Helpful Criticism #IWSG

Today, I’m not insecure. One might think I have some great tidbit of wisdom on how to achieve such a state. I don’t. But I can tell you how I got there, at least for today.

I know some of my primary weaknesses in writing, one of which is building/conveying emotions. Lately, I’ve been working on that. I knew, based on feedback, that a prologue of mine didn’t build reader empathy. I tried to correct it on my own. Maybe I needed a “Save the Cat!” scene for my characters? I revised, and then hit up my group in the IWSG Critique Circle.

My changes didn’t quite pull off the positive effect I was hoping for.

My partners in the IWSGCC made some actionable suggestions. Have the character put up more of a fight. Give more face time with the bad guy. Have the character show more concern.

I already knew I have an issue with inappropriately unconcerned characters. It happens with all of my characters.

Cera: Oh, my guardian is dying? How about I go on date.
Derek: Oh, my hand is numb and I have weird black veins. Man, I’m hungry.
MaTisha: Oh, my blood is the wrong color. Can I get something to drink?

Unfortunately, when I tried to correct that with LaTonya, it went to the melodramatic side. Ah well. But after getting feedback, I realized the key to emotions is more in the timing and narration clues. I haven’t mastered that yet. But with practice, I should be able to get there.

I have direction. Because of that, I’m not insecure.

What are you insecure about? What are your major writing downfalls? Do you have someone who can help you overcome them?

About Insecure Writer’s Support Group
InsecureWritersSupportGroup
You can find the sign up for the IWSG here. We owe Alex J Cavanaugh a huge thank you for thinking this blog hop up.

Loni Townsend

About Loni Townsend

Wife. Mother. Writer. Ninja. Squirrel.

37 thoughts on “Helpful Criticism #IWSG

  1. My biggest downfall is hitting “publish” before I’m 100% ready.

    Seriously though, I think I need to sign up for one of the critique circles…

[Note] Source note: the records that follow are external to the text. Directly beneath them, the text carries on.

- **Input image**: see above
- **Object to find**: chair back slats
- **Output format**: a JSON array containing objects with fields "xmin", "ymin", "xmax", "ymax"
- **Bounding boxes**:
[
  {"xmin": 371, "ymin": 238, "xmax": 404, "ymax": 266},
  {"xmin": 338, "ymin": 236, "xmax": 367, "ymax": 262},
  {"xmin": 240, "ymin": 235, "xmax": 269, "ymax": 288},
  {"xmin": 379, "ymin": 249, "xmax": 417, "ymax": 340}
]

    Congratulations on making progress and positive strides! šŸ™‚

  2. The awareness of what needs to be done to succeed is the biggest step toward defeating insecurity.

    Arlee Bird
    A to Z Challenge Co-host
    Road trippin’ with A to Z
    Tossing It Out

  3. awesome post! you’re aware and that’s all that matters! I had a Save the Cat moment too recently. Sometimes my characters come across shallow so I’m working extra hard to get those moments in early on now!

  4. You’re examples of inappropriate character responses are hysterical. I have the same problem. I get so focused on what’s happening I forget the characters involved will react. Good constructive input is great, isn’t it. Glad you have a good circle. I love my critters.

  5. Emma Adams

    I struggle writing character emotions, too, though I’ve got better at it. My characters all used to act like robots. šŸ˜›

  6. I could really use some direction right now. I have been floundering more than a little bit lately. Kudos to you!

  7. I just sent my MS to my beta readers. I have plenty to be insecure about. LOL But my hero saves the cat–literally! šŸ˜›

    IWSG #126 until Alex culls the list again.

  8. That’s awesome the Critique Circle group was able to help. Knowing what we are lacking is half the battle.

  9. Having direction is always huge! That is what will stop me when I’m not sure which way to go. Wonderful that you’re feeling good today!

  10. You’re working on your stuff – really paying attention to what you need to improve on (and everyone has something) Glad you’re in a good mood today too!

  11. Hi, Loni…

    LOVED your character’s responses… but I do see the problem. LOL. I know you’ll work theme out. Just put YOURSELF in their place and react….

    Thankfully emotion and atmosphere are my trademarks as a writer, so no insecurities about that. But in life….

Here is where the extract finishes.